Previously there has been reports of Intel Core i9 processors facing instability issues, starting earlier this year. NVIDIA even blamed Intel for GPU VRAM errors, which might have seemed somewhat odd, but now makes much more sense. The good news is that Intel is finally on the ball, and they may have found the root cause of the instability issues: Enhanced Thermal Boost Velocity (eTVB).

What’s Intel eTVB?

14th Gen Intel Core overclocking (resized)

Basically it’s like an additional level of Turbo Boost that’s unlocked on top of the regular Turbo Boost, exclusively available to Intel’s flagship Core i9 processors. For example, if you have sufficient cooling, the Intel Core i9-14900K can boost up to 6.0GHz with eTVB, up from the 5.8GHz allowed by Turbo Boost Max Technology 3.0.

All of this is only possible provided that you’ve enough cooling and power headroom, but then again, anyone using an Intel Core i9 with anything less than a proper liquid cooling system and a high-end motherboard with a solid power delivery system should probably be shot.

What’s the problem now?

13th Gen Intel Core Intel Z790 Malaysia

As eTVB is technically overclocking the processor, there are a lot of things that can go wrong. As it happens, it seems that the eTVB algorithm is having issues whereby the processors can engage the higher clock speeds even when temperatures are not within the allowed thresholds.

Intel seems to point towards problematic BIOS settings that allowed the processors to boost to higher eTVB speeds, even when the processor is running at high voltages and high temperatures.
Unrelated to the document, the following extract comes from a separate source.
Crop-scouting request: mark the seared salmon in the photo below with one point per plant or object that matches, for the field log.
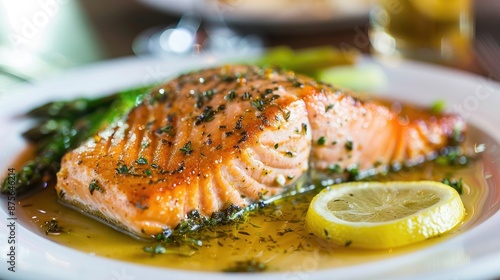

As such, the next BIOS update from partners should include a new microcode update to fix the issue. For those of you using the Intel Core i9 processors, I think you might want to keep an eye out for this.

However, I do believe this fix will affect the peak performance of these processors. The more lenient boosting may have been great for performance, it’s detrimental to the lifespan of the processor, and evidently, the reliability and stability of it as well.

14th Gen Intel Core gaming performance (resized)

Given that a lot of the reviews of the Raptor Lake processors were done with this problematic BIOS that allowed for higher boost even when not within the eTVB threshold, I wonder whether it’s time for reviewers to revisit the processors after the fix is in place to see how much of an effect it has on the performance.